Dear Concerned: According to the Centers for Disease Control and Prevention nearly 115 million Americans have diabetes or prediabetes, but most of them don’t know.

Most people have prediabetes for a long time before the disease becomes type 2 diabetes, and even then it progresses gradually. That leaves a big window in which to stop, slow or reverse the disease.

Diabetes occurs when the pancreas doesn’t produce enough insulin to remove sugar from the bloodstream. Excess blood sugar damages blood vessels and affects circulation, putting you at risk for a host of ailments, from heart attack and stroke to blindness, kidney failure and nerve damage.

Are you at risk?

If you answer “yes” to any of the following questions, your odds of developing diabetes increases:

>> Are you over age 45?

>> Are you overweight?

>> Do you have high blood pressure – 140/90 or higher?

>> Do you have a parent or sibling with diabetes?

>> Are you sedentary?

>> Are you African American, Hispanic/Latino American, Native American, Asian American, Pacific Islander, or Alaska native?

>> Did you develop gestational diabetes during pregnancy?
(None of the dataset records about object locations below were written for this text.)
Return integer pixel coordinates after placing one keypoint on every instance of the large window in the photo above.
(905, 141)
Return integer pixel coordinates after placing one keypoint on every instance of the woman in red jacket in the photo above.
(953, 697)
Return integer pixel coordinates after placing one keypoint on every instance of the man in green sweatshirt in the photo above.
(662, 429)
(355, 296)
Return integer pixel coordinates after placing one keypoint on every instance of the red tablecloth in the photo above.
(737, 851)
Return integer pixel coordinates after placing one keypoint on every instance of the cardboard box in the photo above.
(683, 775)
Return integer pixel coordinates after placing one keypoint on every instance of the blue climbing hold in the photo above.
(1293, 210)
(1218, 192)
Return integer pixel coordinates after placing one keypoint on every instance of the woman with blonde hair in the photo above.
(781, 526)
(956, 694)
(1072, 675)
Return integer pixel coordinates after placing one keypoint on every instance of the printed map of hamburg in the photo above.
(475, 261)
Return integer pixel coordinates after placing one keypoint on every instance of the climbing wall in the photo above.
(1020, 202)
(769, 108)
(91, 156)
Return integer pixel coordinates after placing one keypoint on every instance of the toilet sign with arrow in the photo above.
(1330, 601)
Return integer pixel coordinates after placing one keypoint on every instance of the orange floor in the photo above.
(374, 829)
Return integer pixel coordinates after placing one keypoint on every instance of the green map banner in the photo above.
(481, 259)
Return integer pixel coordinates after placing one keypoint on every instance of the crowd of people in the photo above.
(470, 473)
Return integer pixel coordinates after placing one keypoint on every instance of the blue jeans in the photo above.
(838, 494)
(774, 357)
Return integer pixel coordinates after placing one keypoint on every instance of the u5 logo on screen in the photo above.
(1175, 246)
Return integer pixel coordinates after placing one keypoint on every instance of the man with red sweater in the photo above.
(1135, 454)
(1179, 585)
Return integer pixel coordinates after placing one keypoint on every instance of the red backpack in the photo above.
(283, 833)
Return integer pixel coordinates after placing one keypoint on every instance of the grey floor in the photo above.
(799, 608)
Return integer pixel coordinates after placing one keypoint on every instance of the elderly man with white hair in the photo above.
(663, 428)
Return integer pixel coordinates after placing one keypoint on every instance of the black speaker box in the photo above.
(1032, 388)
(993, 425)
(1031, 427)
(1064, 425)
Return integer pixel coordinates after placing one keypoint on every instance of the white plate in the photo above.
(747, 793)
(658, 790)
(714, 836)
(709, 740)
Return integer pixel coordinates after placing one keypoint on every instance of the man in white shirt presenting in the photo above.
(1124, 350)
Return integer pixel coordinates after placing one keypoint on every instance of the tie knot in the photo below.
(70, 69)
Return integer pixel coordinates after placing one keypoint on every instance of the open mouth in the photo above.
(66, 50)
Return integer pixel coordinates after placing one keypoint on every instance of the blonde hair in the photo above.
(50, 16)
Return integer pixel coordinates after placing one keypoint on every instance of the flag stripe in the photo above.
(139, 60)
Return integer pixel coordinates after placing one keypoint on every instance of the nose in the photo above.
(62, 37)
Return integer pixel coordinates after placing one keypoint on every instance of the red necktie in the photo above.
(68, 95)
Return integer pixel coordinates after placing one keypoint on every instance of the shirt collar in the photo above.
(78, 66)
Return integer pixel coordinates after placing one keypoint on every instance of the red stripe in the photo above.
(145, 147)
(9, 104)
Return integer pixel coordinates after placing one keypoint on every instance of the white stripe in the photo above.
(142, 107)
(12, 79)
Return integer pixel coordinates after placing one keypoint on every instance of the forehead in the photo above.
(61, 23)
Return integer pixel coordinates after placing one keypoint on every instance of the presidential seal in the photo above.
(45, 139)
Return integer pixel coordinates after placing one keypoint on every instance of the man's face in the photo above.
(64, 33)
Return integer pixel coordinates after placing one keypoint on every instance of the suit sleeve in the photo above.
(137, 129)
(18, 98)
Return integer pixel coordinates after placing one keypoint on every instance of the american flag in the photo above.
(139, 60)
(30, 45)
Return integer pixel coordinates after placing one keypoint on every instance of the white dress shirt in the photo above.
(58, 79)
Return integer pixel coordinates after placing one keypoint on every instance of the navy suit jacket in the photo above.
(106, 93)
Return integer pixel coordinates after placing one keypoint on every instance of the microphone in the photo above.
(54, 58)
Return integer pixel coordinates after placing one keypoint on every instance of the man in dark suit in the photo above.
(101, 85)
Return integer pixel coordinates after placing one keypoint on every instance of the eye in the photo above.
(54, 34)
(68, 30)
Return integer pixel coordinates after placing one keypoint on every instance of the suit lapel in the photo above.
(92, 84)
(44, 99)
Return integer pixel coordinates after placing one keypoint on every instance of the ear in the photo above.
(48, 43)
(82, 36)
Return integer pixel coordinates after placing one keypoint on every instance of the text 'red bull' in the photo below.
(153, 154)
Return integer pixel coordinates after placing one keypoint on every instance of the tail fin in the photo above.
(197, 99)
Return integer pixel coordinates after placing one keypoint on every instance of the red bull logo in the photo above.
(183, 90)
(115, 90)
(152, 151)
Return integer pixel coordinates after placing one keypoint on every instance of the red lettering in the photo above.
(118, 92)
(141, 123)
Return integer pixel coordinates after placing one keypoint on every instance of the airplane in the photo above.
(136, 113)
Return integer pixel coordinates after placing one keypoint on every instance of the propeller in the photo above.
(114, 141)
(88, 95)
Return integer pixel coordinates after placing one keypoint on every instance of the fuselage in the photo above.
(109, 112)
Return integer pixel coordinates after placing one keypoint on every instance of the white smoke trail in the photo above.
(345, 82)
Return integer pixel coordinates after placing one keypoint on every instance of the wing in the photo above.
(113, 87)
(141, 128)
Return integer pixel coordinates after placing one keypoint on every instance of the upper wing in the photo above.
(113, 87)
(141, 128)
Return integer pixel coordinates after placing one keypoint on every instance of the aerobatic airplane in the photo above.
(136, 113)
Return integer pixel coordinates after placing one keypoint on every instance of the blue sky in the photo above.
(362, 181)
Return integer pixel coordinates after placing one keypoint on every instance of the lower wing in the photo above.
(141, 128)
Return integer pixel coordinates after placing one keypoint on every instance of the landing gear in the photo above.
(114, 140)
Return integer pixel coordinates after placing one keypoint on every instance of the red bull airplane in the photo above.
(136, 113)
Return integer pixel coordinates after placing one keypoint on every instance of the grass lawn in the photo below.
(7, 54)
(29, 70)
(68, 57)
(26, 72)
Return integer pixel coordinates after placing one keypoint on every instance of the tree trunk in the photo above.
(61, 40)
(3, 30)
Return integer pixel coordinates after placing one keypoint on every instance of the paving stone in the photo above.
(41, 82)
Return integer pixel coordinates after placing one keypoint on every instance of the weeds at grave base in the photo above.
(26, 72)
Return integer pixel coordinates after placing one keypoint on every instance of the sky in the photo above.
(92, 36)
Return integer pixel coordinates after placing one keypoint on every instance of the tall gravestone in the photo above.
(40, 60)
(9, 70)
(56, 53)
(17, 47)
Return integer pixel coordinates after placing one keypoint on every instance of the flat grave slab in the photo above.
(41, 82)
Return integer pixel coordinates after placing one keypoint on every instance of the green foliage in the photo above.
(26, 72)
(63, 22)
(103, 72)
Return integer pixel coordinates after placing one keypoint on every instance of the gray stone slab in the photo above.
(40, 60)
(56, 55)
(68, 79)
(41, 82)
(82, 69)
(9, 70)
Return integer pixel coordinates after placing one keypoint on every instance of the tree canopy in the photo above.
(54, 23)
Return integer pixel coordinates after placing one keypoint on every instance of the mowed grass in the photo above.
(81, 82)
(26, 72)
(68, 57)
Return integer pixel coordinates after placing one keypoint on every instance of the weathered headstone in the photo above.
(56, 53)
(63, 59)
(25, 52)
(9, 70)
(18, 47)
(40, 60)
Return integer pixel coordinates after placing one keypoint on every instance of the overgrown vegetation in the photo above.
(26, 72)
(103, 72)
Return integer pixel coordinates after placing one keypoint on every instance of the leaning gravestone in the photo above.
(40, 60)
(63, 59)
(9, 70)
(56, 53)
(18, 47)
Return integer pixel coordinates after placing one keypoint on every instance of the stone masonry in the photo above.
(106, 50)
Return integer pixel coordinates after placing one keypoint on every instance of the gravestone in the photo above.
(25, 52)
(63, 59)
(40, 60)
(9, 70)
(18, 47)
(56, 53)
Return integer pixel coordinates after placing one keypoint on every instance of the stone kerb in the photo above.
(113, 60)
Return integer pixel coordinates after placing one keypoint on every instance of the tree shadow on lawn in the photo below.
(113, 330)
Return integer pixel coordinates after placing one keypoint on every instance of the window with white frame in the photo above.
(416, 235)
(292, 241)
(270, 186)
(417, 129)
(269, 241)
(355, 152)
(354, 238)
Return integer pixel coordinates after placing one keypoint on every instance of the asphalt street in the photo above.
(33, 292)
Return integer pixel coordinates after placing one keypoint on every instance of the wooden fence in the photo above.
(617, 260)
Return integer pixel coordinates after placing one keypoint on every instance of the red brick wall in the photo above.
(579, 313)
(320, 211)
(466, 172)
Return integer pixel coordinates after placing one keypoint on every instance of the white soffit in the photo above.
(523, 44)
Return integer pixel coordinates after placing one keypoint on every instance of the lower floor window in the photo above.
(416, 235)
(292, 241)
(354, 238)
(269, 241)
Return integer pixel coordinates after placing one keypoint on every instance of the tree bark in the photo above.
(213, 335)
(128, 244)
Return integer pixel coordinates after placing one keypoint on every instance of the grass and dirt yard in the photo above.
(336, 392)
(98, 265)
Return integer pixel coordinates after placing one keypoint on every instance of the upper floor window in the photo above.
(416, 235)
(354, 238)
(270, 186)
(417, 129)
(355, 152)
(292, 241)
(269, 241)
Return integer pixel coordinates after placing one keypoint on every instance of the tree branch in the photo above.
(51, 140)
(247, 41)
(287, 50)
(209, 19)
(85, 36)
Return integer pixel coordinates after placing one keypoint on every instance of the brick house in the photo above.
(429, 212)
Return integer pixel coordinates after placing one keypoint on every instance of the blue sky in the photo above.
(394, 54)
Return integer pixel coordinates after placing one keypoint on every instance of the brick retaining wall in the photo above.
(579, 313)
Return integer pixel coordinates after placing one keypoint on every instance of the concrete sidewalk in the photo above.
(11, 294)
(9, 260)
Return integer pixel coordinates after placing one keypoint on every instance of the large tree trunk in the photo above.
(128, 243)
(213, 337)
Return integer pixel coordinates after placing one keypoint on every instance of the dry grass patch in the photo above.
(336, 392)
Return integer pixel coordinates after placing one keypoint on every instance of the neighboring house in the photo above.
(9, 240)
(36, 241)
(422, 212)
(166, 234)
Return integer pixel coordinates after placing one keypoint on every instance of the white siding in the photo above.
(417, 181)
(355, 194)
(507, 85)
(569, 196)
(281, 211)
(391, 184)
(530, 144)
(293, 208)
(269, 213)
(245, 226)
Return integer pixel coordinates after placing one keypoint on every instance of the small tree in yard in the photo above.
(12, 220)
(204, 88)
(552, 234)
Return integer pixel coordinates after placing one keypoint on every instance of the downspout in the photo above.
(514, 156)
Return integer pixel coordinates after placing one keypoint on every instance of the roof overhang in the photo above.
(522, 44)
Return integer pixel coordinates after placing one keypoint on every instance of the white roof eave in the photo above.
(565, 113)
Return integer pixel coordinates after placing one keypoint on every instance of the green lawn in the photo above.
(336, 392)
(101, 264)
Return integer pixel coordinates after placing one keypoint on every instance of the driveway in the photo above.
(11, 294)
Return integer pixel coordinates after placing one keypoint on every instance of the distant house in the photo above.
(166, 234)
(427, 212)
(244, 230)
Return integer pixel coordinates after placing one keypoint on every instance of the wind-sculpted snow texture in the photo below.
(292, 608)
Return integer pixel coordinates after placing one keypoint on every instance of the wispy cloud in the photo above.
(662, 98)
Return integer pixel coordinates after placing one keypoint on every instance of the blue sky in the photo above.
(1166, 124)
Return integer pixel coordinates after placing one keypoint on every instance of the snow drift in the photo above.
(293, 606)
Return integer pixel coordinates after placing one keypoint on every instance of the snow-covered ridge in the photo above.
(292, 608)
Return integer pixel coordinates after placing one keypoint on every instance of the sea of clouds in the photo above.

To help you determine your risk of developing diabetes, take the free online quiz at Diabetes.org/risk-test.jsp.

Get tested

If you find that you’re at risk for diabetes, there are three diagnostic tests your doctor can give you. The most common is the “fasting plasma glucose test,” which requires an eight-hour fast. There’s also the “oral glucose tolerance test” to see how your body processes sugar, and the “hemoglobin A1C test” that measures your average blood sugar over the past three months. It can be taken anytime regardless of when you ate.

Most insurance plans and Medicare cover diabetes tests, however, if you’re reluctant to visit your doctor to get tested, you can buy a blood glucose meter at a drug store and test yourself at home.

Some top options, recommended by Consumer Reports, include FreeStyle Freedom Lite, Bayer Contour Next, True Metrix Blood Glucose Meter, OneTouch UltraMini, and the ReliOn (Wal-Mart) Micro, which all cost under $25.

If you find that you are prediabetic or diabetic, you need to see your doctor to develop a plan.

In many cases lifestyle changes like losing weight, exercising, eating a healthy diet and cutting back on carbohydrates may be all you need to do. For those who need more help, a doctor can prescribe medication.